This study is the first comprehensive genetic structure analysis of B. tabaci MED (Q1) populations in Korea using eight microsatellite loci. The Korean populations of tomato B. tabaci MED appeared to be classified into two genetic clusters based on STRUCTURE and DAPC analyses, and their genetic structure converged rapidly into one genetic cluster. This phenomenon was reported previously by Dinsdale et al. [52] in Australia. They reported that the genetic cluster of B. tabaci rapidly changed even in a period of just four months. The results of this study and those by Dinsdale et al. [52], suggested that one out of the two B. tabaci MED genetic clusters in Korea might become the dominant species in the future.
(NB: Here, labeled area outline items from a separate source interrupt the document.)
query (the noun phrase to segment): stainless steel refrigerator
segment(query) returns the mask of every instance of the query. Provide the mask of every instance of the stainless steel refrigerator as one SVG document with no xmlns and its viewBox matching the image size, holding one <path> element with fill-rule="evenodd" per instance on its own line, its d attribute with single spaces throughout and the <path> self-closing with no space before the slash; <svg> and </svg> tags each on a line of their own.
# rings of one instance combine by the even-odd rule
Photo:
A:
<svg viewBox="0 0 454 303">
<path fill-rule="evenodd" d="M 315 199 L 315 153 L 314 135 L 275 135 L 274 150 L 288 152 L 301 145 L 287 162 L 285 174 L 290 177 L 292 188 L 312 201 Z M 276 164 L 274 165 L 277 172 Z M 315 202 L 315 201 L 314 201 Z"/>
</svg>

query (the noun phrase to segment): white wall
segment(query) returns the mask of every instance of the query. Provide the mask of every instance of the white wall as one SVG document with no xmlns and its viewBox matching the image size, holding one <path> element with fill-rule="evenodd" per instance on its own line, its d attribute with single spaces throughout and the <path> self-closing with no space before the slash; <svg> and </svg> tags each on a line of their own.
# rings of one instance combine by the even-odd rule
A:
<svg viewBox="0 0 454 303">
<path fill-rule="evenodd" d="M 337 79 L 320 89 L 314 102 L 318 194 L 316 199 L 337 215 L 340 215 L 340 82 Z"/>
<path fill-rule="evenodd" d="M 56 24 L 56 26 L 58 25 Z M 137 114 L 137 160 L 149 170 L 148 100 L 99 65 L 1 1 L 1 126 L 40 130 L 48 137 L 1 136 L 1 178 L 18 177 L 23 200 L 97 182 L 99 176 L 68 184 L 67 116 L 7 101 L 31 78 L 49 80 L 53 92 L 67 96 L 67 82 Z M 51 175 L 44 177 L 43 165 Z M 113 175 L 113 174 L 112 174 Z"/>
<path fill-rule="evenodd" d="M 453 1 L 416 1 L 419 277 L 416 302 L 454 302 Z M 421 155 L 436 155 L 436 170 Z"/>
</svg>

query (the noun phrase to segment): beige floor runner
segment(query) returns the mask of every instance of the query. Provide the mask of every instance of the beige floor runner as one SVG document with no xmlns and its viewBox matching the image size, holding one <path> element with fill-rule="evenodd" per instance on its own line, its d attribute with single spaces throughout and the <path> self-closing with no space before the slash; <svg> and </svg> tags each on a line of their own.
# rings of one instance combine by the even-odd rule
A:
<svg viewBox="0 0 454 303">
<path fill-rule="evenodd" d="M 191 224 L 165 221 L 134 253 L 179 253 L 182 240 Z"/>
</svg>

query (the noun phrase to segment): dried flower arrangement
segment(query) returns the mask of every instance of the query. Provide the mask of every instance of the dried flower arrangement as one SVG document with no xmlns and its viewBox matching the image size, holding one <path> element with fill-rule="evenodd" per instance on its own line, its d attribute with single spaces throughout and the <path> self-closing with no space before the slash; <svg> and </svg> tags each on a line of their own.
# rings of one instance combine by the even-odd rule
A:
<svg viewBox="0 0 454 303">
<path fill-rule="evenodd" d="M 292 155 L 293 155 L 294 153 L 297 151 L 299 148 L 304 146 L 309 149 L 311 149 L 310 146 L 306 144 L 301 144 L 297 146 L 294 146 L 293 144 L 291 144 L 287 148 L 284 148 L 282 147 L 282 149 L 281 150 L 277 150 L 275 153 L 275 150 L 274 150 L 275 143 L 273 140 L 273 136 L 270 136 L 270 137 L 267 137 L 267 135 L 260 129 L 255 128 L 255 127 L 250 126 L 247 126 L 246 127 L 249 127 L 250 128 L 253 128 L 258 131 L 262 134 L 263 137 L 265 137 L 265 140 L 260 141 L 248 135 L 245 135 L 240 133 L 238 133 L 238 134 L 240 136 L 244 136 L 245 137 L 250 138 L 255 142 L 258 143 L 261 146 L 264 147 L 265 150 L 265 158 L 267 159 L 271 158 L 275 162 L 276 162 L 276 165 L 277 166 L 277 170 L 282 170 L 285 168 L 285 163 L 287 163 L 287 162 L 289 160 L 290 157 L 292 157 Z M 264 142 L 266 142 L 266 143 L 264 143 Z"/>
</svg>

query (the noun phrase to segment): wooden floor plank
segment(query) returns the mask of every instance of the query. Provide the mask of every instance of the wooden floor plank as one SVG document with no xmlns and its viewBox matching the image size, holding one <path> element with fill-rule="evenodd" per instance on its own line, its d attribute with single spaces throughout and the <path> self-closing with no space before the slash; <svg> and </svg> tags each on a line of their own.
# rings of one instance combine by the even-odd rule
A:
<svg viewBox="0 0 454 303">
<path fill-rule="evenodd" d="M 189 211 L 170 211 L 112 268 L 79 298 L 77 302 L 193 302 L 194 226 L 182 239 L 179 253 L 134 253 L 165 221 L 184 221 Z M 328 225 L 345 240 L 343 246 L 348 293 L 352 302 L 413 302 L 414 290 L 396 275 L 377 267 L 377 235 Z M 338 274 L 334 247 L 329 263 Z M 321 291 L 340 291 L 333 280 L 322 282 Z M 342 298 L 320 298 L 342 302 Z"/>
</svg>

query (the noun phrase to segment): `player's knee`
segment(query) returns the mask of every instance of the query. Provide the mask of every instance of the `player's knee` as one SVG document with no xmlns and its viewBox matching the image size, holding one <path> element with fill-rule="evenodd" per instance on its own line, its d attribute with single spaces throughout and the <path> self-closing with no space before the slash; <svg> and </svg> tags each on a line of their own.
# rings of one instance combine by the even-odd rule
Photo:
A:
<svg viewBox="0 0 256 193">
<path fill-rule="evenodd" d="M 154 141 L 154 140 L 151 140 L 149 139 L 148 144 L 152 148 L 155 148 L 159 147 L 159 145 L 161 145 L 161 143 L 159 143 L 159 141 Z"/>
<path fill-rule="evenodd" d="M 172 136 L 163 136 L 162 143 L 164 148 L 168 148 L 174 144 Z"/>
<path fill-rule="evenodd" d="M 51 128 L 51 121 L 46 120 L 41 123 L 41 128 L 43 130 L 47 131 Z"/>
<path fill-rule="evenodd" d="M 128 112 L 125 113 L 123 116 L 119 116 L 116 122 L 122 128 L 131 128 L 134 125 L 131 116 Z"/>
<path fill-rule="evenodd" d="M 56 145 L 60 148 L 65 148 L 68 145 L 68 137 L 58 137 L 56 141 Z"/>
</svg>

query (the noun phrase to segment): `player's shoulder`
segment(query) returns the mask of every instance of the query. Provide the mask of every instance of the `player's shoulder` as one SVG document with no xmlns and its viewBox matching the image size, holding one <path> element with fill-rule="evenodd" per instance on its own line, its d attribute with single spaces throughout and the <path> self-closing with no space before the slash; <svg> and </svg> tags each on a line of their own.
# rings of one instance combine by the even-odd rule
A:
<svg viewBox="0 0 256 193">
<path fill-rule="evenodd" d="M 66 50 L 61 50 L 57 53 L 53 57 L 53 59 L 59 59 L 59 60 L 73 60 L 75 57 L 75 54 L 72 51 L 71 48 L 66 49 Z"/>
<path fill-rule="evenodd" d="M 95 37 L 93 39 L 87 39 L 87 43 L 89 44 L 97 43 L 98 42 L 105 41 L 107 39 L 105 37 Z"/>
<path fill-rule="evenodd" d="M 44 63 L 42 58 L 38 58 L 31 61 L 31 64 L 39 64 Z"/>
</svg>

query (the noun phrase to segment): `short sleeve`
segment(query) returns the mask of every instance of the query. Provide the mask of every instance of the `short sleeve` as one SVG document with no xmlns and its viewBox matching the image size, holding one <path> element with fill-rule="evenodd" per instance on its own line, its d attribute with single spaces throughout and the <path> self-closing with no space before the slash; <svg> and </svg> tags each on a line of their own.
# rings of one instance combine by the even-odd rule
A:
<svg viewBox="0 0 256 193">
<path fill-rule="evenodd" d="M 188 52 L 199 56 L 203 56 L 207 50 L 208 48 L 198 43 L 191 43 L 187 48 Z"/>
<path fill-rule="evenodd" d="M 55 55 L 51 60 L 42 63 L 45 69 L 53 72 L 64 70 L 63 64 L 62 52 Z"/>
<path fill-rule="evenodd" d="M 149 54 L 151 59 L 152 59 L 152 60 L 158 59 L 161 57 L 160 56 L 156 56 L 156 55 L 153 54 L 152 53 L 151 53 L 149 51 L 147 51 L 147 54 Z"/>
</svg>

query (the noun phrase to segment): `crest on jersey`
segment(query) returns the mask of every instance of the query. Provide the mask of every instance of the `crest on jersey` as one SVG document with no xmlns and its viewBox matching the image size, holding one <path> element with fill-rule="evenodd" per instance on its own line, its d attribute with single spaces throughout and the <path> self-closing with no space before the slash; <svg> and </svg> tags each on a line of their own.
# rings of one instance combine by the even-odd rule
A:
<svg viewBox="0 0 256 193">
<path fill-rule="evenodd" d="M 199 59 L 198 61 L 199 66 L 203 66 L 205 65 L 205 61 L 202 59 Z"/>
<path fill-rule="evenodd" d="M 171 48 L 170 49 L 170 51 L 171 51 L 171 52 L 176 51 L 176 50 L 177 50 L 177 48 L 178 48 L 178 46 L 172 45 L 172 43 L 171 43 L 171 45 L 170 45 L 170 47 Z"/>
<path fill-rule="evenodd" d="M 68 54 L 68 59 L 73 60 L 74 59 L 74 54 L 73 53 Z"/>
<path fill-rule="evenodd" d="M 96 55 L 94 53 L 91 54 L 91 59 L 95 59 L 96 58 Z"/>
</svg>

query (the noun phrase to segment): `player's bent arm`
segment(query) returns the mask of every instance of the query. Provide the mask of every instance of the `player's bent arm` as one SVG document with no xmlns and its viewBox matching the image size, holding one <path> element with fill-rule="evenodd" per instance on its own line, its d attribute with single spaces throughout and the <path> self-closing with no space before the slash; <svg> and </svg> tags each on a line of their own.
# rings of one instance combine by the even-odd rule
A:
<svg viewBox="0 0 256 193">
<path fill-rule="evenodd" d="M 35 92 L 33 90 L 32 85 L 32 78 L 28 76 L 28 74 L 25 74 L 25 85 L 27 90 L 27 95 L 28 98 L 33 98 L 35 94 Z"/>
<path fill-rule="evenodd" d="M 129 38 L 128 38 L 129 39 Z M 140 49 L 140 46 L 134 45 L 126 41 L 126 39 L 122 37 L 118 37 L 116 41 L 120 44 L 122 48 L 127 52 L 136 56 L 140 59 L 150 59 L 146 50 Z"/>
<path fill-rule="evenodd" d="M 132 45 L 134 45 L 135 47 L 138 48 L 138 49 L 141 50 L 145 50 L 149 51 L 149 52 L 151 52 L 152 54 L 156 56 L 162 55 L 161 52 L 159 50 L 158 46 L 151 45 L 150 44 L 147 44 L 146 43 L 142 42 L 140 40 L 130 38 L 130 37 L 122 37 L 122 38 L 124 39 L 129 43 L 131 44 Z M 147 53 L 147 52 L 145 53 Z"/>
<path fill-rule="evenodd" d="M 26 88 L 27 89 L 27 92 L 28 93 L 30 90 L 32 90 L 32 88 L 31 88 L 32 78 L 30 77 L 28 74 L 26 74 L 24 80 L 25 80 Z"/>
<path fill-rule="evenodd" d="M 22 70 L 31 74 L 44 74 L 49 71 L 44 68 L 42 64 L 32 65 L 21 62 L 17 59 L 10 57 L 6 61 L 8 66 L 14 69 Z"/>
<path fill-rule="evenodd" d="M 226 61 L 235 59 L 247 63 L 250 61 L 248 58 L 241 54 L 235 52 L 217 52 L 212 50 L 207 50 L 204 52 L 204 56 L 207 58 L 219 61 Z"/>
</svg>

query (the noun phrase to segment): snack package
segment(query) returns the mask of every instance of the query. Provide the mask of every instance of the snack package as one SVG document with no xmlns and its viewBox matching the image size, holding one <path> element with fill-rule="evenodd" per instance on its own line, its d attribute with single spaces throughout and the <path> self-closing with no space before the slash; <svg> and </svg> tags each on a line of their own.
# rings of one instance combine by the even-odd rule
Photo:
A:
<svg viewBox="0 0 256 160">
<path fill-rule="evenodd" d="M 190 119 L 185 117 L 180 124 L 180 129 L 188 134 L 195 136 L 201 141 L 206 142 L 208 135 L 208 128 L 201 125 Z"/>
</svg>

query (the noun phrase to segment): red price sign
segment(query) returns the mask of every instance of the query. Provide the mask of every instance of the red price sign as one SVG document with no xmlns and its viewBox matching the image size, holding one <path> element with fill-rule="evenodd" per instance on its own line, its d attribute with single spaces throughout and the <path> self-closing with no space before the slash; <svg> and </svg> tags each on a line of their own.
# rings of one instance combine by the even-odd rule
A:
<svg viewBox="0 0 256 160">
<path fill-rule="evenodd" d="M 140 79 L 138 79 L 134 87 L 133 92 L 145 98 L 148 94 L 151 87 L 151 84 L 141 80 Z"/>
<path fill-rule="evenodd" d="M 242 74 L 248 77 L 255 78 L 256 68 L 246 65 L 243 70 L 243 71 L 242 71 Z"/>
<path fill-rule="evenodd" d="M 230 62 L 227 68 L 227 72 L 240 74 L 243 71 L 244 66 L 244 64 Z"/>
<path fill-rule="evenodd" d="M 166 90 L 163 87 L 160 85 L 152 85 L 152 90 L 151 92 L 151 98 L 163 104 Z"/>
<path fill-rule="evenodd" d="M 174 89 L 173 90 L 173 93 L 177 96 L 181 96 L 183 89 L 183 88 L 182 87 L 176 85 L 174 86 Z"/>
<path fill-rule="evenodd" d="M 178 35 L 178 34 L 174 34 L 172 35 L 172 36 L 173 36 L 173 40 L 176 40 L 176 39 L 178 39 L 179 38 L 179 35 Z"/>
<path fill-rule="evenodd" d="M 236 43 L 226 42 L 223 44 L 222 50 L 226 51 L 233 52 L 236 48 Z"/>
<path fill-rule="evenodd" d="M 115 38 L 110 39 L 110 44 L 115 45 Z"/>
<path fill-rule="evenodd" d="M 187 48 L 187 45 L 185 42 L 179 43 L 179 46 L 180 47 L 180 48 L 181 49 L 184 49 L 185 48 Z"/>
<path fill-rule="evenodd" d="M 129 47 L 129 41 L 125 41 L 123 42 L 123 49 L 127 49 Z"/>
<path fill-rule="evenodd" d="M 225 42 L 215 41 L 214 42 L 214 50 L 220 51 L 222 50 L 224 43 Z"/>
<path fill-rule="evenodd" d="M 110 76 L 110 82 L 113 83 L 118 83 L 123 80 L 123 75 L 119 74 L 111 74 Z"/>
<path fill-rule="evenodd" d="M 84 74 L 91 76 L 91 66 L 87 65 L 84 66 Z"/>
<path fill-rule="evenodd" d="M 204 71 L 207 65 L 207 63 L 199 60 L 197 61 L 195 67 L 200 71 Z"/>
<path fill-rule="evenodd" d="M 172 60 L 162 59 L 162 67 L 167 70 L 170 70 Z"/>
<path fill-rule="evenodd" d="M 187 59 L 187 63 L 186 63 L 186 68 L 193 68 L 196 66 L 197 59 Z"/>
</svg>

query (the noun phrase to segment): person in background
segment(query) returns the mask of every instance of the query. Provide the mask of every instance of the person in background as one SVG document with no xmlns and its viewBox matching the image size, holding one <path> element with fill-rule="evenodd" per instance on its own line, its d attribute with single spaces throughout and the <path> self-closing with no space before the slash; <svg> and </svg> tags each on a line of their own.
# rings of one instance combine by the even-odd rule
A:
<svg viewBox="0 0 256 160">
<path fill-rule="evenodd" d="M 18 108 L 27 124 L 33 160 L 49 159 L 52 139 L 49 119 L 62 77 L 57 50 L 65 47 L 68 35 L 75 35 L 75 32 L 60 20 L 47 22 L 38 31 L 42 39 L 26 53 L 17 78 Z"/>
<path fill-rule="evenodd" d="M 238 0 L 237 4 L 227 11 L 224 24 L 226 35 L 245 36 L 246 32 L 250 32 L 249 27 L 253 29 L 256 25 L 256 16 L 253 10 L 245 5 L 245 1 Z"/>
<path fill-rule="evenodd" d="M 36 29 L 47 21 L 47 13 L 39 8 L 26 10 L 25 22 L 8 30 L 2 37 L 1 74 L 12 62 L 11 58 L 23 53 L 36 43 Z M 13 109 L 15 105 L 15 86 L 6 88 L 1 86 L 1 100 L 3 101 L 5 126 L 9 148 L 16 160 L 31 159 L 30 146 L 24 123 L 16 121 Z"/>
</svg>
This phenomenon could be caused by different fitness between the two B. tabaci MED genetic clusters in Korea. Although the two B. tabaci MED genetic clusters might have been mixed when they were first introduced in new areas, one genetic cluster would become dominant if there is fitness difference between them. Fitness difference between two genetic clusters could result from different susceptibilities to insecticides. The use of various insecticides, such as neonicotinoids, organophosphates, and carbamates, has been the main control method for B. tabaci MED in Korea. Extensive use of these insecticides has rapidly resulted in high levels of insecticide resistance in B. tabaci MED populations [53]. The two genetic clusters of B. tabaci MED might have different potentials for developing resistance to different insecticides. This differentiation was partially supported by changing the frequencies and diversity caused by chemical control [54, 55]. Results of the current study also showed low genotype frequencies and diversities, and limited founder or bottleneck effects.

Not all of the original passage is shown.